Interesting discussions, especially concerning CycleCloud and the Microsoft partner UberCloud, led by Wolfgang Gentsch, original Sun Grid Engine developer.
This was bought in by Microsoft and provides a dashboard that allows a researcher or IT department to do things such as provision a Sun Grid Engine cluster, or a Condor pool or specific applications (e.g. Star-CCM+) on a set of resources selected from drop-down lists.
This would seem to very much lower the barrier to entry for one-off and interactive jobs for users. For running multiple jobs that is probably a bit more complex as whist in theory a user could create a Sun Grid Engine cluster to do work there would be questions I would ask about whether it would then be within their skill set to interact with it, and indeed, ensure that it remains sufficiently busy to make efficient use of resources. For example, if 100 users ran 100 mini-clusters and each managed to run at 50% utilisation because their own jobs get in the way of each other it might lead to both a cluster being full (SGE instances using up the whole resource) and the other 100 users having to wait. So I think this would need to be considered carefully in terms of efficiency. Even if using public cloud rather than an internal cloud, it could lead in higher costs than strictly necessary. Now, you could argue that it’s up to a research group to manage its own budget, but it’s still useful for a university to help users get the best from it. But I can see that there are sone research groups at Loughborough not currently using the central HPC that could benefit from having DRMs managing their resources, and I can see a use case for an IT department provisioning a suitable cluster in the cloud or on other resources and allowing that to be efficiently utilised by batch jobs.
This is a company that leverages a number of technologies such as Docker and Kubernetes to allow an end-user to spin up containerised instances of their tools on the cloud in an intuitive way. The focus is on engineering tools.
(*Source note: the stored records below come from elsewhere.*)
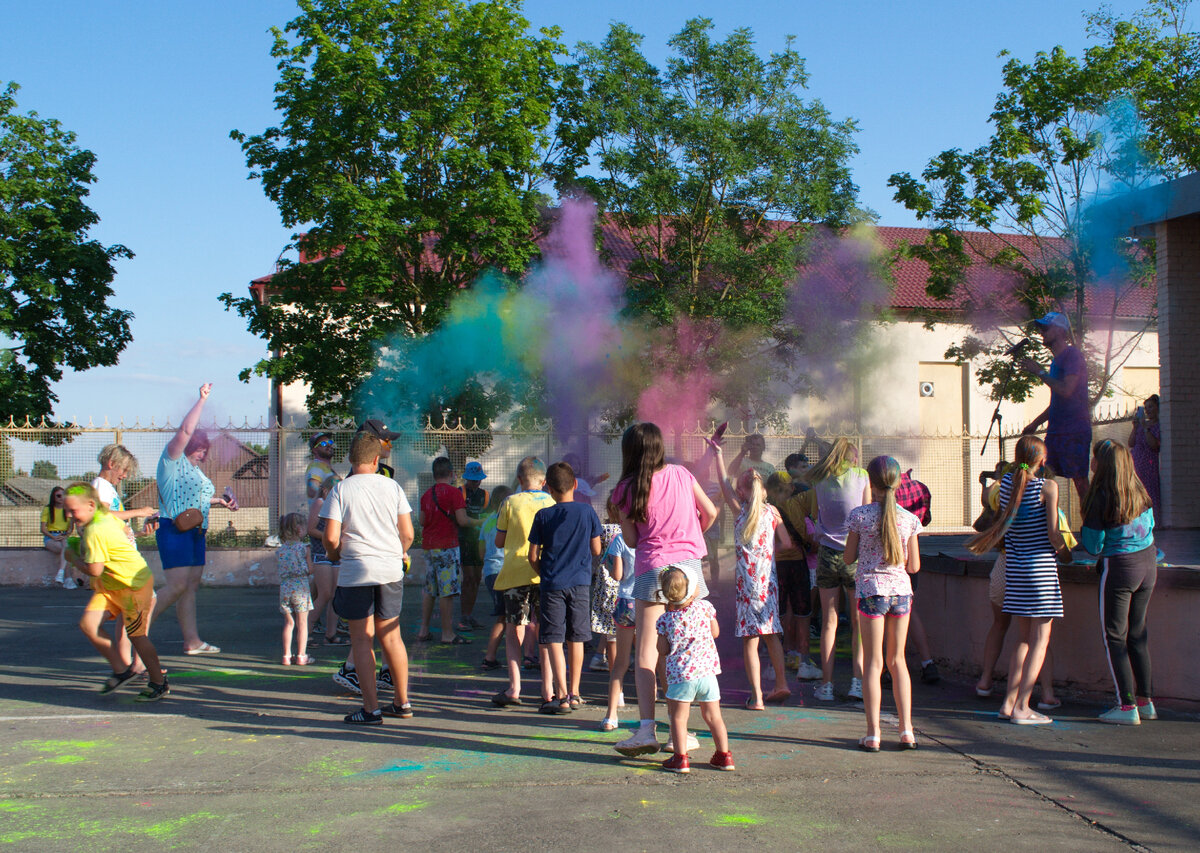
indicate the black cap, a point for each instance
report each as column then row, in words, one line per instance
column 379, row 430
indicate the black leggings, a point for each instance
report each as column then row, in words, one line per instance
column 1127, row 581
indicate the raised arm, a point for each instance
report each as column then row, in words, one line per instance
column 191, row 420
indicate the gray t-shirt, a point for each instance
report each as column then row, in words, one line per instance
column 367, row 505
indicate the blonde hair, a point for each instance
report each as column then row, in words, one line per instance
column 675, row 586
column 1029, row 457
column 885, row 475
column 118, row 457
column 293, row 527
column 834, row 462
column 750, row 485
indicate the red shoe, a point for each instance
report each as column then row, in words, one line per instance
column 723, row 761
column 677, row 763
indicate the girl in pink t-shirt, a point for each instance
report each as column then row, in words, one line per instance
column 664, row 514
column 882, row 540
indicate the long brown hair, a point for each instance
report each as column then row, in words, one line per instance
column 833, row 462
column 1030, row 456
column 1116, row 492
column 885, row 476
column 641, row 454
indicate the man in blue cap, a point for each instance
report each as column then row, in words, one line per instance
column 1069, row 415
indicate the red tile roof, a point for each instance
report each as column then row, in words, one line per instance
column 985, row 286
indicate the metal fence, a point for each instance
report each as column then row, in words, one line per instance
column 265, row 464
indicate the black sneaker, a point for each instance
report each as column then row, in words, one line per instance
column 361, row 718
column 117, row 679
column 348, row 679
column 154, row 691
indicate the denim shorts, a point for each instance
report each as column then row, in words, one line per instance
column 696, row 690
column 877, row 606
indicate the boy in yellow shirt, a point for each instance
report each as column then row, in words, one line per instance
column 517, row 581
column 125, row 589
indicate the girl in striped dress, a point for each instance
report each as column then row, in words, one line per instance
column 1029, row 524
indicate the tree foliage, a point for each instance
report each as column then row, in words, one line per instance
column 1068, row 132
column 699, row 163
column 413, row 144
column 54, row 281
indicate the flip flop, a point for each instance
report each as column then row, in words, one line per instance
column 1033, row 719
column 203, row 649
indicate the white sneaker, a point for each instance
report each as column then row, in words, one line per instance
column 809, row 671
column 693, row 744
column 641, row 743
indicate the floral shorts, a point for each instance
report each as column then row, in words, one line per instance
column 444, row 575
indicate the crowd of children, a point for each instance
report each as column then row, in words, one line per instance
column 557, row 577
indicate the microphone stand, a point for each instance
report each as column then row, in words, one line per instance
column 997, row 420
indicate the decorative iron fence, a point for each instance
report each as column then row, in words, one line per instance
column 264, row 464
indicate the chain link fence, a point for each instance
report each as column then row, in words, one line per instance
column 265, row 466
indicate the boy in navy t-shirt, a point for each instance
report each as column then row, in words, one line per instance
column 563, row 540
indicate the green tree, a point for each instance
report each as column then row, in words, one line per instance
column 45, row 469
column 54, row 281
column 413, row 144
column 715, row 168
column 1020, row 203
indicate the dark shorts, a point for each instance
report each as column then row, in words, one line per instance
column 793, row 587
column 497, row 598
column 1069, row 455
column 520, row 605
column 384, row 600
column 178, row 548
column 833, row 571
column 565, row 616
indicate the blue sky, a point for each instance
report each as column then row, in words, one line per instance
column 155, row 88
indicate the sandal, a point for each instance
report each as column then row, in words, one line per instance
column 203, row 649
column 1033, row 719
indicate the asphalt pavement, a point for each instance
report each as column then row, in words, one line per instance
column 246, row 754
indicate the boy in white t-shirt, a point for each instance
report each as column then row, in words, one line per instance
column 369, row 526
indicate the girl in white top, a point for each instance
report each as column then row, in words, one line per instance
column 882, row 540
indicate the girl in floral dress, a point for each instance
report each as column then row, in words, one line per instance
column 757, row 526
column 604, row 598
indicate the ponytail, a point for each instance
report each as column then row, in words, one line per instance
column 885, row 475
column 1030, row 456
column 750, row 484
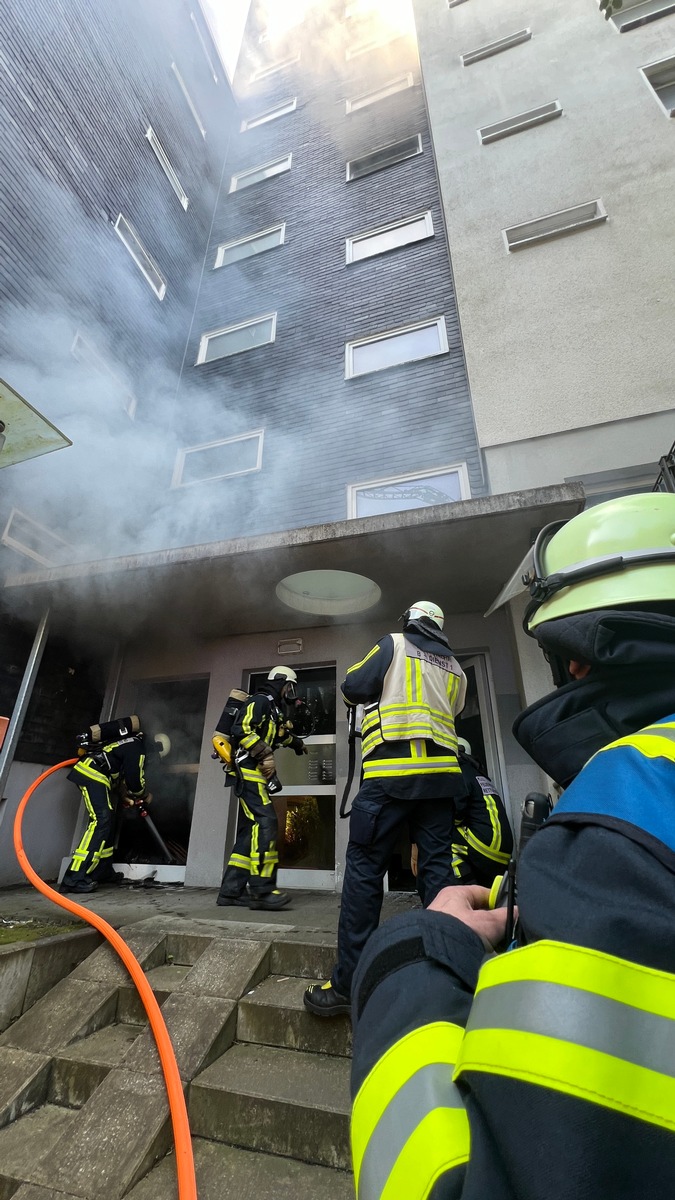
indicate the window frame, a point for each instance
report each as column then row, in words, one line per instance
column 394, row 162
column 181, row 455
column 426, row 216
column 166, row 165
column 378, row 94
column 189, row 100
column 162, row 289
column 269, row 114
column 274, row 67
column 250, row 171
column 252, row 237
column 459, row 468
column 232, row 329
column 438, row 322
This comes at a subscription cost but that also has to be balanced against productivity improvements. It is, though, notoriously difficult to determine productivity improvements made by researchers from the perspective of an IT department as it’s hard to capture sufficiently detailed information on a regular basis to allow trends to be tracked and attribute this to a particular action. I have discussed the difficulty of determining the R part of ROI many times before so I won’t repeat those here.
Containers are possible in terms of pre-packaged (e.g with Star-CCM+ already installed), integrated by UberCloud (give them the application, let them package it) or DIY for on-premise use. The latter could be useful for those developing code and then wishing others in a research group to be able to use it. In some ways it again reminds me of things like YouShare where the ‘services’ (a.k.a programs) were either containerised (OpenVZ) or as full-fat VMs in the sense that the metadata indicated which instances of a container or VM could be run on with the option of an existing container/VM being used or a new one. But this wasn’t the fully self-contained image option (although that could have been supported). But UberCloud does the deployment in a more supportable way. It would be interesting to see how something like this could be tied into provenance engines (see mentions in the Democritisation talk from yesterday) and workflow engines.
At the back end technologies like Kubernetes are likely to be employed to provide the required scalability, a technology I’ve used a bit (cf. Docker Swarm) and we have researchers working on too for scalable services that are commercalisations of research work and will run on cloud.